Sunday, December 14, 2014

Unions Just Got A Big Legal Victory Handed To Them By… Clarence Thomas?

In writing the opinion of Integrity Staffing Solutions Inc. vs. Busk et. al, Justice Clarence Thomas clearly was not thinking about handing unions a powerful new tool for unionizing. Instead he was thinking about how it was fine for any company to restrain and employee for hours each week without any compensation. But, in his wording, he may have just struck down right-to-work laws nationwide without realizing it.
These arguments are properly presented to the employer at the bargaining table, see 29 U.S.C., 254(b)(1), not to a court in an FLSA claim.
Per this section of US Code, the issue of a workplace retaining an employee without compensation for hours each week is one which must be handled in negotiations between the employer and the employee, their agent or their collective bargaining representative. This statement, as simple as it is, has a lot of weight behind it due to the nature of the case behind it. By retaining the full text of the Fair Labor Standards Act (FLSA), combined with this decision, the entire workplace dynamic for collective bargaining just changed overnight.
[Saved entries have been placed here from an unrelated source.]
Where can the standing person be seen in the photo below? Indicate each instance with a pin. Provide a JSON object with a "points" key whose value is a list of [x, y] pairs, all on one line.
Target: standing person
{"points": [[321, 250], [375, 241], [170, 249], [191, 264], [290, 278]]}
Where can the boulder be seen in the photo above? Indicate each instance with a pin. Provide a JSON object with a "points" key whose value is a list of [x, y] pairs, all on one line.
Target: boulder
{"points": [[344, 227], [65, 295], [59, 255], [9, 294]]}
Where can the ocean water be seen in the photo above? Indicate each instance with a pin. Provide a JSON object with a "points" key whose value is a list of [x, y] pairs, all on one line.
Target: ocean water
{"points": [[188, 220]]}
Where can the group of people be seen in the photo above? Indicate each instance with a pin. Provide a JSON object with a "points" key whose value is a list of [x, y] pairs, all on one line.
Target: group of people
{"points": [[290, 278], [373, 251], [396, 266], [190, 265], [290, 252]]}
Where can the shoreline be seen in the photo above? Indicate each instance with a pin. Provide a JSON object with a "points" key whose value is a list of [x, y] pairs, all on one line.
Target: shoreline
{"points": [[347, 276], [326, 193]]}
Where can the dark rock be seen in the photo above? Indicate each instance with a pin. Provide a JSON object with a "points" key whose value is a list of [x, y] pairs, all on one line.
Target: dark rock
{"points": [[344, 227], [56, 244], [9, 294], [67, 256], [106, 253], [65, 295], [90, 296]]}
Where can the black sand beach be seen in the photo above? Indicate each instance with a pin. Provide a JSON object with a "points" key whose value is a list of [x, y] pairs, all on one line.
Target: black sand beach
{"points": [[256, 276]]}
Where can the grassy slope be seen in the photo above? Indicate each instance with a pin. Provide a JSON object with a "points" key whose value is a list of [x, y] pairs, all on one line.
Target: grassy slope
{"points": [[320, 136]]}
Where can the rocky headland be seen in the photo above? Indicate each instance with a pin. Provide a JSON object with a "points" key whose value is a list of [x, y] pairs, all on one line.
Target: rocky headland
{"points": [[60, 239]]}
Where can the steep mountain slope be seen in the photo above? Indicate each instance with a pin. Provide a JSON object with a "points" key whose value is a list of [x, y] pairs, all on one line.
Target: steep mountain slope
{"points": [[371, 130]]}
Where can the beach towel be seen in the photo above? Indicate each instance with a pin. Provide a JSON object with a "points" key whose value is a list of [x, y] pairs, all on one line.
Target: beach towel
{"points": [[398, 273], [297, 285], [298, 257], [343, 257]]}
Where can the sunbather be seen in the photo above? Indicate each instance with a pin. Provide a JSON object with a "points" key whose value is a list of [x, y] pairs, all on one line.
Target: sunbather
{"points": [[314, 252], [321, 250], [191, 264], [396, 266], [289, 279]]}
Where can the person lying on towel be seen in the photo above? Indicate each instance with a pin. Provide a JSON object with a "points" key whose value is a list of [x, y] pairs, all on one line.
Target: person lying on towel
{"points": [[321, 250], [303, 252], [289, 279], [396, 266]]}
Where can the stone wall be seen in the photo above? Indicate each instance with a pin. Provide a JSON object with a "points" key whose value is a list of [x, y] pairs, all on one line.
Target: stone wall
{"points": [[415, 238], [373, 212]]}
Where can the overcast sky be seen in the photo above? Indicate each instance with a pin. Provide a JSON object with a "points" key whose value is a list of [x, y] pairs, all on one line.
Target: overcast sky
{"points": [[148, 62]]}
The case itself involves contractors at an Amazon warehouse facility, who can take considerable time each day to go through security checkpoints in order to leave their jobs. The warehouse itself is not unionized, and Amazon is firmly against unions.

Clarence Thomas just put into a court decision that workplace issues involving compensated time must be handled in negotiations, the cornerstone of collective bargaining and unions, and not the courts. By blocking the courts, but with FLSA itself upheld This also means that companies can no longer fail to engage in negotiations, relying upon the courts to handle such matters – the Supreme Court just ordered them to the bargaining table. Tactics to block unionizing now can, and will be considered unconstitutional per this decision.

Laws like Right-To-Work, where an employee can avoid joining a union, now no longer can apply in the way intended. The Supreme Court just ordered people to the bargaining table, the Union representative, with but a few short words.